AI Operations ยท Technical

AI Telemetry Schema: What to Log for LLM Features (and What Not to)

Amestris — Boutique AI & Technology Consultancy

Most AI teams struggle with observability because their logs are inconsistent. One service logs model and tokens, another logs prompt versions, and a third logs nothing. When incidents happen, nobody can reconstruct what changed.

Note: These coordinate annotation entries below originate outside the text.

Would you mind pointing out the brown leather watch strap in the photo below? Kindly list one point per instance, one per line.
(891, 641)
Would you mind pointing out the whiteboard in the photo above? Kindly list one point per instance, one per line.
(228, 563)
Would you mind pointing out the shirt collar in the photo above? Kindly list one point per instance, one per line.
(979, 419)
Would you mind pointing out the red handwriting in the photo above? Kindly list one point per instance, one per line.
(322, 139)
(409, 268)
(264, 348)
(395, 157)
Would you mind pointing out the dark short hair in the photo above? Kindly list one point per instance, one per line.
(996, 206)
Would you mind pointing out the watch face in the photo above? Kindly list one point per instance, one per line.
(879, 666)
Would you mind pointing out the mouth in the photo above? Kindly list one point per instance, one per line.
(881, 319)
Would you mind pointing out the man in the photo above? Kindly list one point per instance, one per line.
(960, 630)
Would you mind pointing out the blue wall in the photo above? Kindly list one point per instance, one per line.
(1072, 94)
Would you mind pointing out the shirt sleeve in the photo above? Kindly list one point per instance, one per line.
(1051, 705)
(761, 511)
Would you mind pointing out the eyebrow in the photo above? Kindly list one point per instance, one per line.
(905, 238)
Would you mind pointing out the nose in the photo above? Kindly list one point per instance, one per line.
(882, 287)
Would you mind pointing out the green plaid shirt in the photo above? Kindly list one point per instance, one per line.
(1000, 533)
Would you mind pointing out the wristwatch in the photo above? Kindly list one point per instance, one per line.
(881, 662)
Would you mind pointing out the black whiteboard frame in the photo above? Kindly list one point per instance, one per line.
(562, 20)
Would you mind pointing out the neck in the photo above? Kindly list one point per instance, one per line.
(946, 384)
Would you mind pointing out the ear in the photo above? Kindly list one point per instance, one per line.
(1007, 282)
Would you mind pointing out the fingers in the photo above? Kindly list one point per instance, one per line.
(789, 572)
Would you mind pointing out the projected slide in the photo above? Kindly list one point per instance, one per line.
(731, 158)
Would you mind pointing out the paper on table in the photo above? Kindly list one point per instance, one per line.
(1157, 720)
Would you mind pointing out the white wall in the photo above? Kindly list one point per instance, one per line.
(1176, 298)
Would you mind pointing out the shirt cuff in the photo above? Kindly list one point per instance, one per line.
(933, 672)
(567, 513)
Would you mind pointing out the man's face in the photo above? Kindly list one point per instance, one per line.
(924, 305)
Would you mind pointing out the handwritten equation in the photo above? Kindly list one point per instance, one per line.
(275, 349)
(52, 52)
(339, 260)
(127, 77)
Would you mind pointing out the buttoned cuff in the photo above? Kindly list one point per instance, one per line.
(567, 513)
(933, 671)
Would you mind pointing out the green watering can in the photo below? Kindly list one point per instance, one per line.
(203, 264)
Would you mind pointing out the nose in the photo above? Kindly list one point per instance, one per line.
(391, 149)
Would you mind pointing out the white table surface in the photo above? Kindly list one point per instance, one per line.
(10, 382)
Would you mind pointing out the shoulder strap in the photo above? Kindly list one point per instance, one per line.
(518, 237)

A telemetry schema fixes that by making the evidence predictable.

Design principles

  • Minimise by default. Prefer structured metadata over raw prompts (see data minimisation).
  • Version everything. Model, prompt template, policies, tools, and retrieval configs.
  • Make joins easy. Use stable request IDs, session IDs and trace IDs (see AI observability).
  • Separate sensitive fields. Store content-bearing fields behind stronger controls and shorter retention (see retention and deletion).

Core event types

Start with a small set of events that map to system layers:

  • Request. Who/what/where: tenant, environment, workflow, intent, and policy pack.
  • Retrieval. Sources queried, filters applied, hit counts, and freshness indicators (see retrieval quality).
  • Generation. Model/provider, prompt version, token counts, latency, and refusal signals.
  • Tool calls. Tool name, arguments summary, response status, retries, and idempotency keys (see tool authorisation).
  • Outcome. User action, escalation, edits, task completion, and feedback (see usage analytics).

Fields that pay off

The fields you consistently wish you had during incidents:

  • Model/provider, region, and deployment route (see routing and failover).
  • Prompt template version and policy prompt versions.
  • Retrieval configuration and source identifiers.
  • Latency by stage and total cost/tokens (see chargeback).
  • Error category and reason codes (see error taxonomy).

What not to log

Logging everything creates compliance and security problems. Avoid:

  • Always-on raw prompt storage.
  • Full tool outputs that may include sensitive records.
  • Identifiers that are not needed for decisions.

Telemetry is data. Treat it with the same discipline you apply to production systems, audits and controls (see compliance audits).

Quick answers

What does this article cover?

A practical schema for AI telemetry that supports debugging, measurement and audits without collecting unnecessary sensitive data.

Who is this for?

Platform, SRE and product teams operating LLM features who need reliable observability and defensible records.